43. Pelo que não poderia ser condenada a indemnizar a Autora nos termos previstos no artigo 483º, do CC.
44. Finalmente, diga-se que a douta sentença violou os artigos 1251º, 1253º e 1302º, do CC, bem como os artigos 607º e 615º, do CPC.
Nestes termos e nos demais de Direito aplicáveis e com o sempre mui douto suprimento de V. Exas., Venerandos Desembargadores, deve ao presente recurso ser dado total provimento, nos termos e pelas razões supra descritas em consequência revogar-se a douta sentença sub judice, com os legais efeitos, assim se fazendo, a costumada, inteira, habitual e sã JUSTIÇA
A autora apresentou resposta às alegações de recurso, pugnando pela sua total improcedência.
II. Do mérito do recurso
1. Definição do objeto do recurso
O objeto dos recursos delimitados pelos recorrentes nas conclusões das suas alegações (artigos 635.º, n.º 3 e 4 e 639.º, nºs 1 e 3, ambos do Código de Processo Civil), salvo questões do conhecimento oficioso (artigo 3.º, n.º 3, do diploma legal citado), consubstancia-se na apreciação das seguintes questões:
1.1. A invocada “nulidade da sentença”;
1.2. A invocada “decisão surpresa”;
1.3. A invocada natureza conclusiva do facto;
1.4. A alegada falta de causa de pedir; e
1.5. Os alegados desconhecimentos e ausência de benefício
2. Fundamentos de facto
É a seguinte factualidade relevante provada vertida na sentença recorrida:
1. A sociedade de cuja insolvência resultou a ora autora, em 21.02.2018 foi declarada insolvente no âmbito dos autos de processo com o número 1584/17.0T8AMT, que correm seus termos no Tribunal Judicial da Comarca de Porto Este, Juízo de Comércio de Amarante, Juiz 2.

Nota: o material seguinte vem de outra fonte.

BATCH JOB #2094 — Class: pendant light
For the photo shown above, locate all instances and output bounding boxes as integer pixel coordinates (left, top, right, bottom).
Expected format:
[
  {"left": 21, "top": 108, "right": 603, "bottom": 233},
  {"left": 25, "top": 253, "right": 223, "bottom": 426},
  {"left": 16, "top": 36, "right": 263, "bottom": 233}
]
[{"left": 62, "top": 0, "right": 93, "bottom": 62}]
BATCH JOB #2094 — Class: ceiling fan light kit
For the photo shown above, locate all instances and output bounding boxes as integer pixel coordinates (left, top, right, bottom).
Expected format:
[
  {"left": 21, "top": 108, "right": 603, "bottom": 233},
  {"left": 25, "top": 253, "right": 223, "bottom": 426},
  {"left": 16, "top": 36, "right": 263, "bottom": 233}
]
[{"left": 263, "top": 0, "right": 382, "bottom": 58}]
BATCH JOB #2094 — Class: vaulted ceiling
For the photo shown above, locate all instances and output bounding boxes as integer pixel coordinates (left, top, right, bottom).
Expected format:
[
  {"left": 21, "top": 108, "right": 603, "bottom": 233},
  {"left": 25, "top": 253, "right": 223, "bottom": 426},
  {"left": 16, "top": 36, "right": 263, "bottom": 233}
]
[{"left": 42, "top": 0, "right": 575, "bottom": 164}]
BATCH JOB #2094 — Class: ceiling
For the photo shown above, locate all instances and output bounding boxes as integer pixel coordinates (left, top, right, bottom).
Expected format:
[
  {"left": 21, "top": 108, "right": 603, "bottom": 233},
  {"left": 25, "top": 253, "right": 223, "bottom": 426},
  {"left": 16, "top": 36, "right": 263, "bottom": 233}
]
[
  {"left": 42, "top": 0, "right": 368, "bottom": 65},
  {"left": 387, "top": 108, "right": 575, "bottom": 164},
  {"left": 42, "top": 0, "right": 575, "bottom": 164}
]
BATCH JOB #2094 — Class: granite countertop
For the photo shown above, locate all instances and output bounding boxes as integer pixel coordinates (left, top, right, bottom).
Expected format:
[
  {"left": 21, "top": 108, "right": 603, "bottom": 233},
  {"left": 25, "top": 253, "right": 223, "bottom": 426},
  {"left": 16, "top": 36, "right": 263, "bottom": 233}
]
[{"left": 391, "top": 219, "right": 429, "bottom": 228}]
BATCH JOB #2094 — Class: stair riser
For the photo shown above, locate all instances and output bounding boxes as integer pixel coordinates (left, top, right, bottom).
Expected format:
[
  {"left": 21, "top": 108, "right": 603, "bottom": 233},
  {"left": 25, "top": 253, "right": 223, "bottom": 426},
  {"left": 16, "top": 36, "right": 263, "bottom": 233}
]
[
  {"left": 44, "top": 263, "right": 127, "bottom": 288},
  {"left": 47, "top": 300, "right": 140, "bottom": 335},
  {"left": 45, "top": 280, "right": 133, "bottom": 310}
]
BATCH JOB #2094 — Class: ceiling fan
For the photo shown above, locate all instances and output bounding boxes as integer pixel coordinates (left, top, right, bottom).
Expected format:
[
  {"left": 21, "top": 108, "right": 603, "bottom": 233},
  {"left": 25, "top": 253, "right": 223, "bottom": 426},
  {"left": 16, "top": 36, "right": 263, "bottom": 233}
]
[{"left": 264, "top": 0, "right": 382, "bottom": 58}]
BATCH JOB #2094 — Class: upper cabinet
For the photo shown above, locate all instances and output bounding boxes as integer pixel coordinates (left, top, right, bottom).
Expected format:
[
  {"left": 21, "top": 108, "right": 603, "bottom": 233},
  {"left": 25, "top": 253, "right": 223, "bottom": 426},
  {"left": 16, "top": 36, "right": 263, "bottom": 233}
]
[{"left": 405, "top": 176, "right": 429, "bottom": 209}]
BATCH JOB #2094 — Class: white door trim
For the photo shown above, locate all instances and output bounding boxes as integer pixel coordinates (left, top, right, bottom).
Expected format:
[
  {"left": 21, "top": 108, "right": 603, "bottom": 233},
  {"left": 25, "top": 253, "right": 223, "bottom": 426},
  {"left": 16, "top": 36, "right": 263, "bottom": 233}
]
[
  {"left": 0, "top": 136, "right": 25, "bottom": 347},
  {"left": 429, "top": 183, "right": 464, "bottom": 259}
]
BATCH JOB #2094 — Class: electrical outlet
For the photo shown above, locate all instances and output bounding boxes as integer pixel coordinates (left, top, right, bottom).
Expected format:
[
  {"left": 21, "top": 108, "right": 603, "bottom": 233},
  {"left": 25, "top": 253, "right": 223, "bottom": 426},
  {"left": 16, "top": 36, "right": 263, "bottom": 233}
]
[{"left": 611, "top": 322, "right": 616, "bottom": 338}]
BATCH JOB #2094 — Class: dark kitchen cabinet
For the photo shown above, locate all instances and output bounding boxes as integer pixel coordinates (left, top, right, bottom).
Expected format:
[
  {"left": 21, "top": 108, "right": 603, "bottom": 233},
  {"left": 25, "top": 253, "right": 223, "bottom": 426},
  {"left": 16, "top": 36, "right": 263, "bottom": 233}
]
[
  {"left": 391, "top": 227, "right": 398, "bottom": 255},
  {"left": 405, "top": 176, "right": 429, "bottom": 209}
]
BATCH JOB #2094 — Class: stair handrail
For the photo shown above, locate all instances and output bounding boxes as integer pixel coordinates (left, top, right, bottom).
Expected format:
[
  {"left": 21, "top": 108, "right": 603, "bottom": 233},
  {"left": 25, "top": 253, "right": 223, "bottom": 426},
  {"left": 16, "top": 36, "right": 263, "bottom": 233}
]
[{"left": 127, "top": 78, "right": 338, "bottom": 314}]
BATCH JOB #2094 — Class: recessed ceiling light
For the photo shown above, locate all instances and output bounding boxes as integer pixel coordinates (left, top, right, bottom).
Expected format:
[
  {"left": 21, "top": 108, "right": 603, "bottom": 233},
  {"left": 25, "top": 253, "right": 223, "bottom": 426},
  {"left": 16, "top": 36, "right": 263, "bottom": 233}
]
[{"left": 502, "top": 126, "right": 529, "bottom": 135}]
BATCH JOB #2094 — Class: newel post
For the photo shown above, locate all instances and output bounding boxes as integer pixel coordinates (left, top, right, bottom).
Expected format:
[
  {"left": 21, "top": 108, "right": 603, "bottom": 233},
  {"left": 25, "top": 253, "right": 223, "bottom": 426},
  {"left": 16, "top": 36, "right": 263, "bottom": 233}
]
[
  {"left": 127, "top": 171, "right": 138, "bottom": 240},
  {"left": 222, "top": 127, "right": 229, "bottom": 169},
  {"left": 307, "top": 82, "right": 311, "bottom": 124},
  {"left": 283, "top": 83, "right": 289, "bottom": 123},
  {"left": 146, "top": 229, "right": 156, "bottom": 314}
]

2. No exercício das suas funções, o A.I. procurou conhecer a realidade patrimonial e social dessa pessoa coletiva, cuidando de inteirar-se quanto à dimensão do ativo patrimonial da sociedade e de eventuais atos suscetíveis de resolução em benefício da massa, recolhendo diversa documentação.

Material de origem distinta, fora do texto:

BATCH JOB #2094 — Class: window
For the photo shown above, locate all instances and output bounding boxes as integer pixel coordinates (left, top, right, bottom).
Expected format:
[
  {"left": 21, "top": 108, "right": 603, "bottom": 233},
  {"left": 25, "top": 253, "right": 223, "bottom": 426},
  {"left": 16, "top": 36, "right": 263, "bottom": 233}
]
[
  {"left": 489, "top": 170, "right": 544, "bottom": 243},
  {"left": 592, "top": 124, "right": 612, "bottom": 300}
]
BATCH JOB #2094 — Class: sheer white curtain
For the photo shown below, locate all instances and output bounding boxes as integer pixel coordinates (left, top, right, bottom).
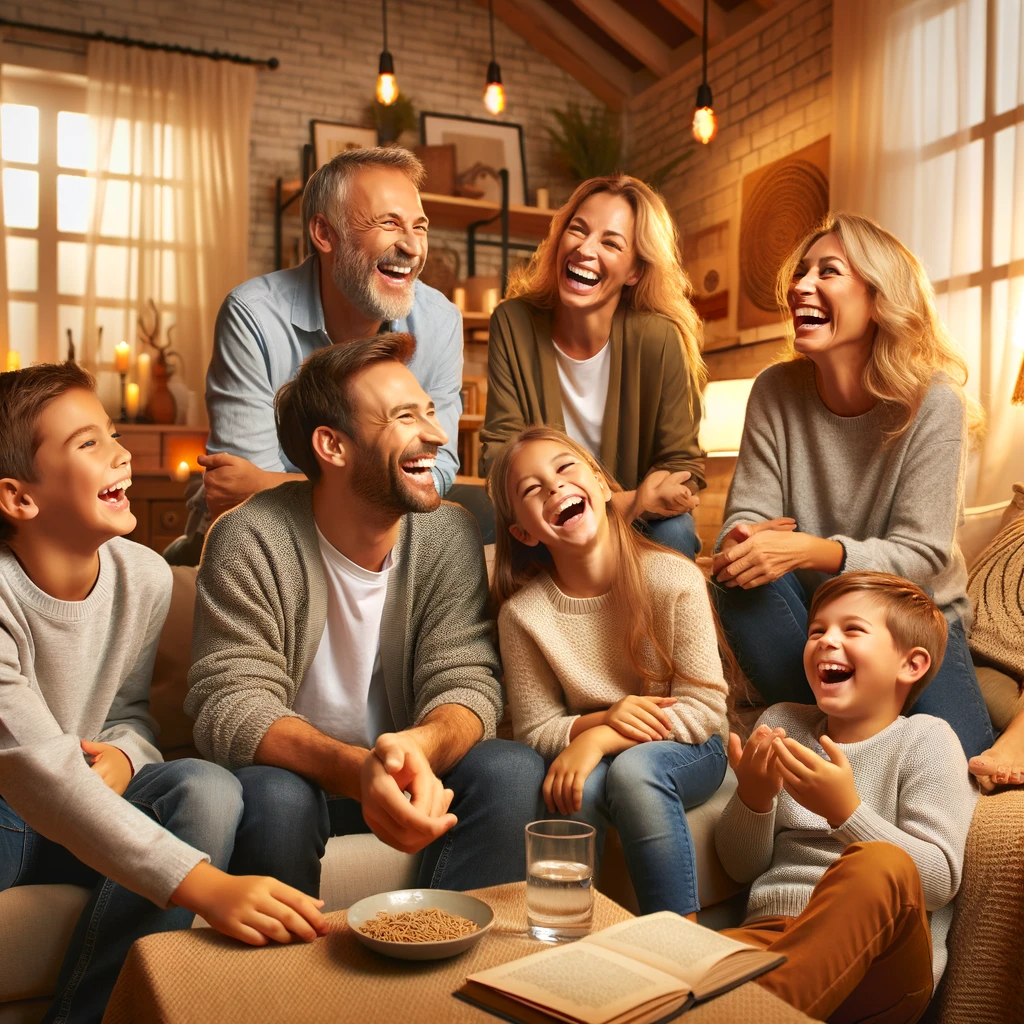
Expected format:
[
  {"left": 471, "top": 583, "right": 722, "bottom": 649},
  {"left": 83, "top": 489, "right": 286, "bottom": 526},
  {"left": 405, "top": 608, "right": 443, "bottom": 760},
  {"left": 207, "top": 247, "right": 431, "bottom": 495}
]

3. Apurou-se que a quantia de €50.000,00, destinada e pertencente à autora, foi depositada em conta bancária titulada pela ré.

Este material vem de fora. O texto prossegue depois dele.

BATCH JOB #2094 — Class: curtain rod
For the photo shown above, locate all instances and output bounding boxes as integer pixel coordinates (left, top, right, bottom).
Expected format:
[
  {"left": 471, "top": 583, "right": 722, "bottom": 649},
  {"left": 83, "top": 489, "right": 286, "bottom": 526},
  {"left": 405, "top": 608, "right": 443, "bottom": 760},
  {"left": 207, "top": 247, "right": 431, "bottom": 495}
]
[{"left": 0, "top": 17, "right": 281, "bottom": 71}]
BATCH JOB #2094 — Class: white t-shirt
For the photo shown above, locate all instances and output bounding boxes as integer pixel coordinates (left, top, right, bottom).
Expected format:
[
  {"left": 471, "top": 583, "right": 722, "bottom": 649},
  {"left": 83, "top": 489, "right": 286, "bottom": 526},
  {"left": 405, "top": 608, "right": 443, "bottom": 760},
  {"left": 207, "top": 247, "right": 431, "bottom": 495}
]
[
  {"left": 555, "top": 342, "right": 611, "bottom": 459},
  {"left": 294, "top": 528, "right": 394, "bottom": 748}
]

4. A sociedade de que resultou a Autora havia instaurado uma ação de processo comum contra D…, Lda., que correu seus termos no Tribunal Judicial da Comarca de Lisboa Norte - Juízo Central Cível de Loures - Juiz 5, sob o n.º 3051/15.1T8PNF.
5. Nessa ação, peticionou a B…, Lda. que fosse condenada a aí Ré D…, Lda. a pagar-lhe o montante de 769.421,06 €, a título de indemnização.
6. No desenvolvimento desses autos de processo, as partes em litígio em 06.02.2018 atravessaram requerimento conjunto, consubstanciando o mesmo transação no pleito, do qual deflui, no que aos presentes importa, consignar a autora, agora sociedade insolvente, reduzir o pedido deduzido à quantia líquida de €50.000,00, a título de indemnização por danos não patrimoniais que a aí ré se obrigava a pagar no prazo de 10 dias após ser proferida sentença homologatória dessa transação, mediante transferência bancária para a conta com o IBAN PT.. …. ….. …. …. …. ., domiciliada no Banco E….
7. Em 7 de fevereiro de 2018, foi proferida a respetiva sentença, julgando válida a transação acordada, assim a homologando, condenando as partes ao seu cumprimento nos seus precisos termos e declarando, consequentemente, a extinção dessa instância.
8. Dez dias após ter sido realizada a transferência bancária em causa, vieram os gerentes da sociedade agora insolvente desistir da oposição ao requerimento de insolvência apresentado, vindo, então, em 21.02.2018 a ser a mesma declarada.
9. Das informações recolhidas junto da Base de Dados de Contas do Banco de Portugal e da informação recebida por parte do Banco E…, a única conta nessa instituição bancária cuja titular era a insolvente, apresentava o seguinte IBAN: PT ... …. …. ……….. ...
10. A conta bancária indicada, para onde o pagamento resultante da predita transação foi realizado, é titulada pela ré.
11. A ré não pertencia aos órgãos de gestão da sociedade insolvente, nem era dela sócia, nem realizou qualquer negócio que justificasse esse depósito na sua conta.
12. Essa quantia não entrou na conta ou nos cofres da sociedade insolvente.
13. Relativamente à quantia de €26.450,00 pertencente à autora, foi também ela depositada em conta da ré, sem qualquer negócio justificativo em relação à ré.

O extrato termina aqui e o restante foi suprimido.